Warning: This library includes all items relevant to health product marketing that we are aware of regardless of quality. Often we do not agree with all or part of the contents.

 

Publication type: Journal Article

Rothermich EA, Pathak DS, Smeenk DA.
Health-related quality-of-life claims in prescription drug advertisements.
Am J Health Syst Pharm 1996 Jul 1; 53:(13):1565-9


Abstract:

Health-related quality-of-life (HRQOL) claims in drug advertisements and HRQOL advertisements’ compliance with FDA regulations were studied. HRQOL advertisements from three medical journals from the years 1984, 1988, and 1992 were analyzed. Information was collected on the drug products and classes for which HRQOL claims were made and (1) whether the claims were explicit or implied, (2) how the products were claimed to affect HRQOL, and (3) whether claims related to overall well-being, a specific physiological aspect, or functional ability.
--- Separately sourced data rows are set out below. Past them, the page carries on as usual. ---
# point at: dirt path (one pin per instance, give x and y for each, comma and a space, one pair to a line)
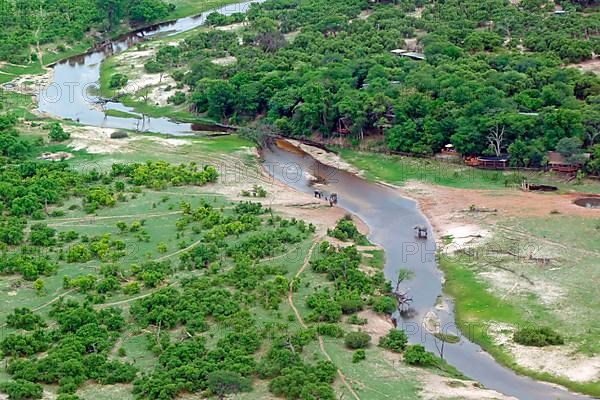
54, 300
301, 321
60, 221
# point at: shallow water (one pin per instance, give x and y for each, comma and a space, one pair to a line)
390, 217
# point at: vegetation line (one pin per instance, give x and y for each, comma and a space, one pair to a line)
301, 321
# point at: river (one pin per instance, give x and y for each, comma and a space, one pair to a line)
390, 217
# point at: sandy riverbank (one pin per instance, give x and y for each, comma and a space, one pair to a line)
470, 218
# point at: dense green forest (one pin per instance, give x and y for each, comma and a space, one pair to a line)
28, 24
125, 283
494, 68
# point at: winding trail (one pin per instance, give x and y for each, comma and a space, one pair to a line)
303, 324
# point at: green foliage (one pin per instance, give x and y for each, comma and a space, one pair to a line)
356, 320
149, 10
385, 305
22, 390
537, 336
305, 382
57, 133
417, 355
346, 230
357, 340
24, 318
358, 356
118, 81
221, 383
395, 340
159, 174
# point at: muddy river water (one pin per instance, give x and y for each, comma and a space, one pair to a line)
390, 217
For 1992 only, the compliance of HRQOL advertisements with FDA regulations was assessed. Ninety-four HRQOL advertisements were identified: 27 for 1984, 41 for 1988, and 26 for 1992. The drug classes for which HRQOL advertisements were most commonly used were diuretics (1984), nonsteroidal anti-inflammatory drugs (all three years), antianginals (1984 and 1988), antihypertensives (1988 and 1992), and anti-depressants (1992). Almost all the advertisements contained a claim (usually implicit) related to a specific physiological aspect of HRQOL, and claims concerning physical functioning outnumbered other function-related claims. In 1992, 42% of the HRQOL advertisements appeared out of compliance with at least one FDA regulation. In 1984, 1988, and 1992, HRQOL claims in prescription drug advertisements in three medical journals were mainly implicit and related mainly to specific physiological aspects of HRQOL. Over 40% of the HRQOL advertisements reviewed for compliance with FDA regulations for prescription drug advertising appeared not to comply.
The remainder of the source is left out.